Herhangi bir ülkenin kendisine yönelik tehditleri tayin etme hakkı yine o ülkeye aittir. Bir ülkenin bir diğer ülkeye 'yakın tehdit” veya “düşman' tayin etmeye ne hakkı, ne de yetkisi var. Her ülke egemen bir devlet...

06 Eylül 2016 | 99 okunma

Herhangi bir ülkenin kendisine yönelik tehditleri tayin etme hakkı yine o ülkeye aittir.
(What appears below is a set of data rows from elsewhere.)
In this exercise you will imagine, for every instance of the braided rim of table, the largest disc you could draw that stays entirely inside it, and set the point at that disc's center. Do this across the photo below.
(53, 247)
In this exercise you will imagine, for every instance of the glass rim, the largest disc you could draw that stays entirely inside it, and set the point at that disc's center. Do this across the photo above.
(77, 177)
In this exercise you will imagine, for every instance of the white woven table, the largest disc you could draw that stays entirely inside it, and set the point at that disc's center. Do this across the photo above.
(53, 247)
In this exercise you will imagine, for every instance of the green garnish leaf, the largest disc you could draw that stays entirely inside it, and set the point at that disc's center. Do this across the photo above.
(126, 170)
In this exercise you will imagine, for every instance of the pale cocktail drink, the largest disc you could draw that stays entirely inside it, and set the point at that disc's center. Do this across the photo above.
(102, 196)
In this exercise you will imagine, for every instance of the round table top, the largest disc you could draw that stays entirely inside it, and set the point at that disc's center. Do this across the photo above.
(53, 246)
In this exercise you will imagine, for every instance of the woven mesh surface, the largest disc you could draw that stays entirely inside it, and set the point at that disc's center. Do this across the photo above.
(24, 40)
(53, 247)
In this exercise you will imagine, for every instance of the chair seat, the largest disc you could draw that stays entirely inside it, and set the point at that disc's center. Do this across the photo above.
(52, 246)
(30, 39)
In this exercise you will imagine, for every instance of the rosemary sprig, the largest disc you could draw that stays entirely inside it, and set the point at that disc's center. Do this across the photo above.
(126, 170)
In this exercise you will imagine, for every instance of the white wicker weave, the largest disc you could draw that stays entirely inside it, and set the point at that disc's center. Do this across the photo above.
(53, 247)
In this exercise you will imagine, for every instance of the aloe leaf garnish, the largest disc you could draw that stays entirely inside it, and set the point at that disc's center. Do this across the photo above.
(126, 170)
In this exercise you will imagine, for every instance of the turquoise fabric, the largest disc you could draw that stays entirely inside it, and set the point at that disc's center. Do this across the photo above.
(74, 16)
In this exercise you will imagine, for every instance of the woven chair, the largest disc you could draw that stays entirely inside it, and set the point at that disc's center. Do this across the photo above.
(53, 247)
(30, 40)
Bir ülkenin bir diğer ülkeye 'yakın tehdit” veya “düşman' tayin etmeye ne hakkı, ne de yetkisi var. Her ülke egemen bir devlet olarak kendi varlığına ve milli çıkarlarına yönelik tehditleri bir bir elekten geçirir ve eleğin üstünde kalan tehditleri öne alır. Dolayısıyla Türkiye, millî varlığına ve bütünlüğüne yönelik 'yakın' veya 'uzak' tehditlerle her egemen devlet gibi mücadele etmekle mükelleftir. Bir başka devlet için “yakın tehdit” sayılan, bir diğer devlet için hiç tehdit olmayabilir veya “uzak tehdit” de olabilir. Bu gibi durumlarda bir ülke o tehditle arasındaki mesafeye göre, tehdidin niteliğine göre bir pozisyon alır. Nitekim her ülke de böyle yapıyor.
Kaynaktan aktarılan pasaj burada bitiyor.